Il dettaglio che pochi conoscono
Con la sentenza del 6 febbraio 2025 nel caso Italgomme Pneumatici S.r.l. e altri c. Italia (ricorso n. 36617/18), la Corte europea dei diritti dell’uomo ha dichiarato che la disciplina italiana su accessi, ispezioni e verifiche viola l’art. 8 della Convenzione, perché attribuisce alle autorità una discrezionalità priva di limiti effettivi e non offre al contribuente garanzie procedurali e giurisdizionali adeguate; la Corte ha chiarito che la nozione di domicilio protetto comprende sede legale, succursali e ogni locale in cui si svolge l’attività d’impresa o professionale.

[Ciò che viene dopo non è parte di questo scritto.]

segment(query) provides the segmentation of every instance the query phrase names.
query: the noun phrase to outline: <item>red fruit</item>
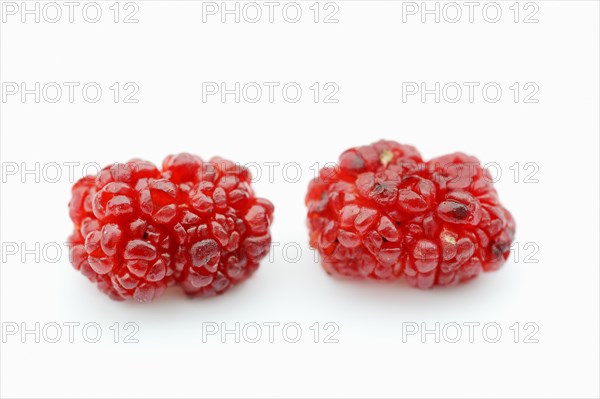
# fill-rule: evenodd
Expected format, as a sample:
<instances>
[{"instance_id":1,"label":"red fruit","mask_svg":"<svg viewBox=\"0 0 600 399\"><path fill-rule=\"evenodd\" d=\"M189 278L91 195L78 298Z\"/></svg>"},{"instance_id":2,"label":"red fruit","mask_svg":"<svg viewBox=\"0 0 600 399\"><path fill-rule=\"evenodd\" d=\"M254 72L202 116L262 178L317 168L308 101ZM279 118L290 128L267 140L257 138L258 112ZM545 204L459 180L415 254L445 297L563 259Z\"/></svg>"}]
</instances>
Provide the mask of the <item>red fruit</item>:
<instances>
[{"instance_id":1,"label":"red fruit","mask_svg":"<svg viewBox=\"0 0 600 399\"><path fill-rule=\"evenodd\" d=\"M369 279L402 276L419 288L495 270L515 232L477 158L422 160L379 141L345 151L308 188L310 244L324 269Z\"/></svg>"},{"instance_id":2,"label":"red fruit","mask_svg":"<svg viewBox=\"0 0 600 399\"><path fill-rule=\"evenodd\" d=\"M113 299L151 301L173 284L211 296L248 278L268 252L273 205L248 170L179 154L163 170L133 160L72 189L71 262Z\"/></svg>"}]
</instances>

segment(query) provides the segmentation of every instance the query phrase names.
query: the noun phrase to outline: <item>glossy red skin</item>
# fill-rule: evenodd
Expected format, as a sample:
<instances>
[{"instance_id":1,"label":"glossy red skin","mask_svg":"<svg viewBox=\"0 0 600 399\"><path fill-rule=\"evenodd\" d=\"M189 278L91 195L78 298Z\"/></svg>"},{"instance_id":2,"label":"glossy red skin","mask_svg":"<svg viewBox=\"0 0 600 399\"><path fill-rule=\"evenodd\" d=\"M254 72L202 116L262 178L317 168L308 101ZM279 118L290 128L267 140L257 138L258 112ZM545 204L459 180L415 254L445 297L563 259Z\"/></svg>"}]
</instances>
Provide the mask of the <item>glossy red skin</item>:
<instances>
[{"instance_id":1,"label":"glossy red skin","mask_svg":"<svg viewBox=\"0 0 600 399\"><path fill-rule=\"evenodd\" d=\"M169 156L162 171L132 160L72 189L73 266L116 300L149 302L170 285L213 296L247 279L268 252L273 205L247 169Z\"/></svg>"},{"instance_id":2,"label":"glossy red skin","mask_svg":"<svg viewBox=\"0 0 600 399\"><path fill-rule=\"evenodd\" d=\"M508 258L515 223L462 153L423 161L393 141L352 148L308 188L310 244L330 274L418 288L470 280Z\"/></svg>"}]
</instances>

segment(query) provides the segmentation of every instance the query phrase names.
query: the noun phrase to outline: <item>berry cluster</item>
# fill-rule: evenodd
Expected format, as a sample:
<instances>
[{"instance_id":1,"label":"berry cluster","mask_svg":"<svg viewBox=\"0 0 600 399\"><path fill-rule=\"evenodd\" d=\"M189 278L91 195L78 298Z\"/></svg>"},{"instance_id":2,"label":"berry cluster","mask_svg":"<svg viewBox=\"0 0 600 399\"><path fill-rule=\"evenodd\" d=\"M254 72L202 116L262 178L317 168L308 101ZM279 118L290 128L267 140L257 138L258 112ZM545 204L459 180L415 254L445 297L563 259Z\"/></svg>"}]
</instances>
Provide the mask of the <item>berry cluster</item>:
<instances>
[{"instance_id":1,"label":"berry cluster","mask_svg":"<svg viewBox=\"0 0 600 399\"><path fill-rule=\"evenodd\" d=\"M479 161L428 162L412 146L379 141L321 169L306 196L310 244L332 274L401 276L430 288L496 270L515 232Z\"/></svg>"},{"instance_id":2,"label":"berry cluster","mask_svg":"<svg viewBox=\"0 0 600 399\"><path fill-rule=\"evenodd\" d=\"M268 252L273 205L247 169L179 154L162 171L132 160L72 189L71 261L111 298L151 301L173 284L190 296L223 293Z\"/></svg>"}]
</instances>

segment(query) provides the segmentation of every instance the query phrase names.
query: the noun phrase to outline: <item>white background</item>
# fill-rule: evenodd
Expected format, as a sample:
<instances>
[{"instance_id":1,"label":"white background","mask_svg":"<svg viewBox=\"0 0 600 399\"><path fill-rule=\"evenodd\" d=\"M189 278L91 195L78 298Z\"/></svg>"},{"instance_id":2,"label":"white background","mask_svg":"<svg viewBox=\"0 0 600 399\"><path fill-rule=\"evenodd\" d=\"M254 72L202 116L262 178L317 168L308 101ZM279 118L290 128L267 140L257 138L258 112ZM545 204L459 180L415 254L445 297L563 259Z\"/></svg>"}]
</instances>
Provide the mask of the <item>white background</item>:
<instances>
[{"instance_id":1,"label":"white background","mask_svg":"<svg viewBox=\"0 0 600 399\"><path fill-rule=\"evenodd\" d=\"M114 23L112 3L100 3L103 16L95 24L80 9L74 23L66 16L22 23L20 14L3 15L3 84L103 88L97 103L85 101L81 90L73 103L64 97L36 103L32 95L22 101L18 94L1 103L3 329L80 323L72 343L66 327L58 343L4 334L3 397L598 397L597 2L538 1L538 23L523 23L525 3L515 23L512 1L499 2L497 23L482 17L485 3L473 23L467 15L457 23L443 16L422 23L419 14L403 22L401 2L338 1L339 22L331 24L313 22L313 2L300 3L298 23L286 22L281 6L274 23L266 16L221 23L218 15L204 23L201 2L138 1L134 24ZM115 103L108 88L114 82L135 82L139 102ZM296 103L281 91L273 103L235 103L232 96L203 102L202 82L297 82L303 95ZM315 103L308 88L314 82L337 84L339 102ZM466 92L457 103L436 103L432 95L403 101L403 82L480 86L472 103ZM488 82L503 89L498 102L482 97ZM535 83L538 102L515 102L514 82ZM380 138L413 144L425 158L460 150L499 165L496 187L517 221L518 259L467 285L431 291L328 277L307 243L303 197L311 166ZM189 300L171 288L149 305L113 302L73 270L65 251L58 260L46 254L39 261L5 251L11 243L63 243L70 233L72 181L66 167L57 182L49 181L54 172L45 178L50 163L77 162L80 177L87 162L160 163L180 151L280 163L272 181L263 168L255 184L276 206L272 234L280 246L226 295ZM289 162L301 166L297 182L290 182L294 169L282 175ZM518 176L510 169L515 162ZM539 169L537 182L526 181L528 162ZM7 173L15 163L17 173ZM36 164L39 177L21 173ZM302 256L291 259L292 249L286 260L286 243L298 243ZM537 263L526 262L528 254ZM97 343L82 337L81 325L90 322L102 329ZM118 343L109 329L115 322ZM127 322L139 326L138 343L123 342ZM203 323L234 328L236 322L294 322L302 338L288 343L281 326L273 343L266 327L258 343L203 337ZM318 343L310 330L315 322ZM324 342L327 322L339 327L338 343ZM458 343L403 336L412 323L435 328L436 322L440 329L480 326L473 342L466 327ZM525 342L528 322L539 327L537 343ZM486 323L500 326L497 343L482 334ZM514 323L521 332L516 343ZM447 332L454 337L455 330Z\"/></svg>"}]
</instances>

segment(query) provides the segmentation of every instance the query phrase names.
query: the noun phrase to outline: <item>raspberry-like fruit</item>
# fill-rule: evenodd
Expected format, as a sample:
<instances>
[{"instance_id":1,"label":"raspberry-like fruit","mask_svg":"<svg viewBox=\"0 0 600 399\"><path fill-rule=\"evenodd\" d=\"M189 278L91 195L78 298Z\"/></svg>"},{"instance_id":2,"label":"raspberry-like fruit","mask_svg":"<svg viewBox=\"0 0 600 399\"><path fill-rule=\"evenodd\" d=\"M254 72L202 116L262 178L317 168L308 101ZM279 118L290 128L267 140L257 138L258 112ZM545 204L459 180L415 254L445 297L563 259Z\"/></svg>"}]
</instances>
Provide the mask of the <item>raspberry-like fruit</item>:
<instances>
[{"instance_id":1,"label":"raspberry-like fruit","mask_svg":"<svg viewBox=\"0 0 600 399\"><path fill-rule=\"evenodd\" d=\"M173 284L212 296L248 278L268 252L273 205L247 169L221 158L132 160L72 189L71 262L111 298L148 302Z\"/></svg>"},{"instance_id":2,"label":"raspberry-like fruit","mask_svg":"<svg viewBox=\"0 0 600 399\"><path fill-rule=\"evenodd\" d=\"M496 270L515 233L477 158L425 162L393 141L345 151L310 183L306 205L310 244L328 273L404 277L419 288Z\"/></svg>"}]
</instances>

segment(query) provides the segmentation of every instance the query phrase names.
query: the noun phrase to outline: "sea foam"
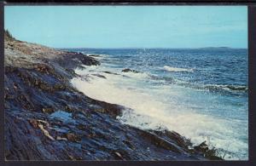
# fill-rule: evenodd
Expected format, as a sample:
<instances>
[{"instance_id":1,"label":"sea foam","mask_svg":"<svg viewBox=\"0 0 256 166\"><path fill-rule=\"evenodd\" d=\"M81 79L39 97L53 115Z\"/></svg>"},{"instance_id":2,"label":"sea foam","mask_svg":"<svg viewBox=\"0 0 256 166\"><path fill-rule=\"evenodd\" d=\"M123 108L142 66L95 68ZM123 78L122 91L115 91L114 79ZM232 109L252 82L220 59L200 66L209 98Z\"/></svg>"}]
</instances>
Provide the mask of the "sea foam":
<instances>
[{"instance_id":1,"label":"sea foam","mask_svg":"<svg viewBox=\"0 0 256 166\"><path fill-rule=\"evenodd\" d=\"M172 67L168 66L165 66L163 67L166 71L171 72L194 72L193 69L185 69L185 68L178 68L178 67Z\"/></svg>"}]
</instances>

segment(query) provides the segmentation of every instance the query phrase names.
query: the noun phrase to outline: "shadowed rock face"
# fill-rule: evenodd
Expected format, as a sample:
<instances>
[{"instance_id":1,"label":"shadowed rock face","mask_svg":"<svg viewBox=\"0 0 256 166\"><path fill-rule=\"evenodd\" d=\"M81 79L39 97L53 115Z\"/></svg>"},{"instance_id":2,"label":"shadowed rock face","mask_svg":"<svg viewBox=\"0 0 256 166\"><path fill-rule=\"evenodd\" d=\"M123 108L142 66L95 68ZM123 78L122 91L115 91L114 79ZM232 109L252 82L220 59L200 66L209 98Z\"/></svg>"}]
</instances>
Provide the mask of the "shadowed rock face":
<instances>
[{"instance_id":1,"label":"shadowed rock face","mask_svg":"<svg viewBox=\"0 0 256 166\"><path fill-rule=\"evenodd\" d=\"M205 145L191 149L175 132L123 125L116 119L123 106L73 88L73 68L100 65L95 59L16 40L5 46L7 160L207 159Z\"/></svg>"}]
</instances>

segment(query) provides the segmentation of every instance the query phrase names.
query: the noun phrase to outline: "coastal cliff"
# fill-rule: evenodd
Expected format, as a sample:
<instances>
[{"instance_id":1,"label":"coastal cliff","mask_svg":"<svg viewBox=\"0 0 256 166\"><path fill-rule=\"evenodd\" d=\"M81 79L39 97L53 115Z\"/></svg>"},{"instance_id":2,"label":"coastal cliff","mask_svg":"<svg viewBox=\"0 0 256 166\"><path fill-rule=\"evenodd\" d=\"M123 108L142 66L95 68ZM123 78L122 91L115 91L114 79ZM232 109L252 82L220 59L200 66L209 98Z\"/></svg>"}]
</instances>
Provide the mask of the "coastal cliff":
<instances>
[{"instance_id":1,"label":"coastal cliff","mask_svg":"<svg viewBox=\"0 0 256 166\"><path fill-rule=\"evenodd\" d=\"M124 106L91 99L70 83L92 56L4 35L6 160L221 159L174 131L120 123ZM126 108L127 109L127 108ZM128 108L129 109L129 108Z\"/></svg>"}]
</instances>

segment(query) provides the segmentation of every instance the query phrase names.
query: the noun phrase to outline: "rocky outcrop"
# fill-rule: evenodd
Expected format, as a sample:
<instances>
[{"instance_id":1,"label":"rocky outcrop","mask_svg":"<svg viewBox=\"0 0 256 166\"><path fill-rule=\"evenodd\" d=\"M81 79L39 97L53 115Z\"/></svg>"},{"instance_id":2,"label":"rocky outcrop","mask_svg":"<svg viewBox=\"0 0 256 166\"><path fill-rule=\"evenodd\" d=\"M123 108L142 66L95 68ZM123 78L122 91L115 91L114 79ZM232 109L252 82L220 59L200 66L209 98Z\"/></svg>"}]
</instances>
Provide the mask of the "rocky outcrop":
<instances>
[{"instance_id":1,"label":"rocky outcrop","mask_svg":"<svg viewBox=\"0 0 256 166\"><path fill-rule=\"evenodd\" d=\"M136 70L126 68L126 69L122 70L122 72L134 72L134 73L138 73L139 72L137 72Z\"/></svg>"},{"instance_id":2,"label":"rocky outcrop","mask_svg":"<svg viewBox=\"0 0 256 166\"><path fill-rule=\"evenodd\" d=\"M4 155L7 160L206 160L171 131L120 123L123 106L84 95L69 83L92 57L5 39ZM99 76L101 77L101 76ZM219 159L216 157L213 159Z\"/></svg>"}]
</instances>

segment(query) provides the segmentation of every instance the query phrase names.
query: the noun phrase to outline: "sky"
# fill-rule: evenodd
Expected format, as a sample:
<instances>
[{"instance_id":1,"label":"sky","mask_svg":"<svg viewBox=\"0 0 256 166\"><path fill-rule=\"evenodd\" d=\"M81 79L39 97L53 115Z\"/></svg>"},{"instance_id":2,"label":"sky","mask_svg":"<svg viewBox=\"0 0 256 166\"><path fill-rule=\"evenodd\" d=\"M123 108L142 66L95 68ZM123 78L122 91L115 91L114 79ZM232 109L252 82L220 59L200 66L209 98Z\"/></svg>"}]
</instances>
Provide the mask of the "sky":
<instances>
[{"instance_id":1,"label":"sky","mask_svg":"<svg viewBox=\"0 0 256 166\"><path fill-rule=\"evenodd\" d=\"M247 48L246 6L5 6L4 28L54 48Z\"/></svg>"}]
</instances>

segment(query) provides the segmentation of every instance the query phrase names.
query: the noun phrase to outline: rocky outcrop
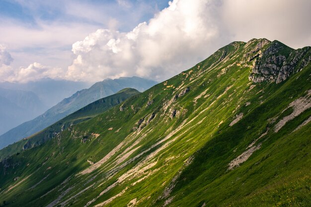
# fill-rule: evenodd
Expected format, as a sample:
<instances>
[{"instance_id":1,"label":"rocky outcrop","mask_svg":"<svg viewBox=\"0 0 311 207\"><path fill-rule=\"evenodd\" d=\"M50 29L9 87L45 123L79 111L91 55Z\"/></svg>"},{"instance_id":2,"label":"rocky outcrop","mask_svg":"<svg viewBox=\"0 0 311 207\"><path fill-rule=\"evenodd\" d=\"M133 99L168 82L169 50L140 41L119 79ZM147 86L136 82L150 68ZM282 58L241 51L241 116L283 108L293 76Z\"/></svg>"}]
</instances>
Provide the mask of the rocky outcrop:
<instances>
[{"instance_id":1,"label":"rocky outcrop","mask_svg":"<svg viewBox=\"0 0 311 207\"><path fill-rule=\"evenodd\" d=\"M276 41L266 48L263 45L267 43L259 42L254 50L244 55L247 62L252 62L248 79L254 82L280 83L311 62L310 47L294 50Z\"/></svg>"}]
</instances>

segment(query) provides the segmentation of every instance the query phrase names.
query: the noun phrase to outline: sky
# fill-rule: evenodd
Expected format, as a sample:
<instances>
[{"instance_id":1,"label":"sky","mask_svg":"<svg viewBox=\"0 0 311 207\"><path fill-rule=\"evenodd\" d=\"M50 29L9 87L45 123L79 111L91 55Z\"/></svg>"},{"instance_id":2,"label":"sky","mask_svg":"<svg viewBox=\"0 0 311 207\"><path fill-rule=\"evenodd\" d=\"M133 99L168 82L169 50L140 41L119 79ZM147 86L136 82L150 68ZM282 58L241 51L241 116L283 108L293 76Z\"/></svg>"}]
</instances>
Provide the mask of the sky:
<instances>
[{"instance_id":1,"label":"sky","mask_svg":"<svg viewBox=\"0 0 311 207\"><path fill-rule=\"evenodd\" d=\"M310 0L0 0L0 81L164 80L234 41L311 46Z\"/></svg>"}]
</instances>

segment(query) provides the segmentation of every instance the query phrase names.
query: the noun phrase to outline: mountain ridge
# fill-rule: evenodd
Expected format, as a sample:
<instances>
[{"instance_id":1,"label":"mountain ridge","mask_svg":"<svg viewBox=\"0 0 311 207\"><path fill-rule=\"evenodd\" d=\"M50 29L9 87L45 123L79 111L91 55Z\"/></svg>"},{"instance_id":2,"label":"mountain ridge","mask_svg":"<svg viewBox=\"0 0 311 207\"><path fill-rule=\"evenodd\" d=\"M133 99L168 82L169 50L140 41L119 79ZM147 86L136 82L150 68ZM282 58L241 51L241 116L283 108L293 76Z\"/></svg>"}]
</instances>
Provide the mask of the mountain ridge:
<instances>
[{"instance_id":1,"label":"mountain ridge","mask_svg":"<svg viewBox=\"0 0 311 207\"><path fill-rule=\"evenodd\" d=\"M137 76L124 77L119 84L117 79L107 79L92 85L87 89L77 91L69 98L64 99L58 104L32 120L24 122L0 136L0 148L40 131L66 116L87 104L112 95L128 86L145 90L156 82Z\"/></svg>"},{"instance_id":2,"label":"mountain ridge","mask_svg":"<svg viewBox=\"0 0 311 207\"><path fill-rule=\"evenodd\" d=\"M307 206L311 66L296 69L311 53L285 79L259 73L263 81L255 82L249 77L259 56L244 55L256 55L264 41L229 44L5 159L0 199L10 206ZM296 51L261 58L291 60Z\"/></svg>"}]
</instances>

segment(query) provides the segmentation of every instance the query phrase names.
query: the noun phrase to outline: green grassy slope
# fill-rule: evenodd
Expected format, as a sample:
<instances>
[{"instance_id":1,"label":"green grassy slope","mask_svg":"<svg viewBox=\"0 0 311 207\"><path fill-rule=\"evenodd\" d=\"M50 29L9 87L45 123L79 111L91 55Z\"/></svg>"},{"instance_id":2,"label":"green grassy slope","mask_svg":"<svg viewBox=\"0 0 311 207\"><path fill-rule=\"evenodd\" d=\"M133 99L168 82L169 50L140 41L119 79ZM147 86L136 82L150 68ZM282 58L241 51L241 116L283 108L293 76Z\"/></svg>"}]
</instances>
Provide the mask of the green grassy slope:
<instances>
[{"instance_id":1,"label":"green grassy slope","mask_svg":"<svg viewBox=\"0 0 311 207\"><path fill-rule=\"evenodd\" d=\"M307 206L311 50L265 39L221 48L4 159L0 201L12 207Z\"/></svg>"},{"instance_id":2,"label":"green grassy slope","mask_svg":"<svg viewBox=\"0 0 311 207\"><path fill-rule=\"evenodd\" d=\"M156 83L154 80L137 76L107 78L97 82L89 88L64 99L40 116L0 135L0 149L39 132L81 108L122 89L130 87L143 91Z\"/></svg>"},{"instance_id":3,"label":"green grassy slope","mask_svg":"<svg viewBox=\"0 0 311 207\"><path fill-rule=\"evenodd\" d=\"M134 88L124 88L115 94L101 98L66 116L46 129L35 134L12 144L0 150L0 160L23 149L29 149L41 144L52 138L71 126L89 120L119 104L127 98L137 95L140 92Z\"/></svg>"}]
</instances>

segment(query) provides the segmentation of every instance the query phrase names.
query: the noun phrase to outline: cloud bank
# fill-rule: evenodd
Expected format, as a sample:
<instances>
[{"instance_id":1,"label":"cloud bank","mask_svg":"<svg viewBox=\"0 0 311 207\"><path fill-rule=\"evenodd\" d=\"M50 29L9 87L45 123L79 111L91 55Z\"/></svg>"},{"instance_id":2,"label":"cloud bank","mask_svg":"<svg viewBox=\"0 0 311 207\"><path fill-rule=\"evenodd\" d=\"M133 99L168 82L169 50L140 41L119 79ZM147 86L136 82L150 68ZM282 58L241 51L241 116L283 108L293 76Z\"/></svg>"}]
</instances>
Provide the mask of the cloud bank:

Non è un principio astratto: la Cassazione, con l’ordinanza n. 11910 del 6 maggio 2025, ha rilevato d’ufficio il profilo di attrito con l’art. 8 CEDU, e la Corte di Strasburgo è tornata sul tema il 5 marzo 2026 con riferimento ai locali a uso promiscuo, dove l’autorizzazione del PM è richiesta ma la norma interna non ne impone la motivazione. Chi non fa verbalizzare nulla il giorno dell’accesso si preclude anche questa strada.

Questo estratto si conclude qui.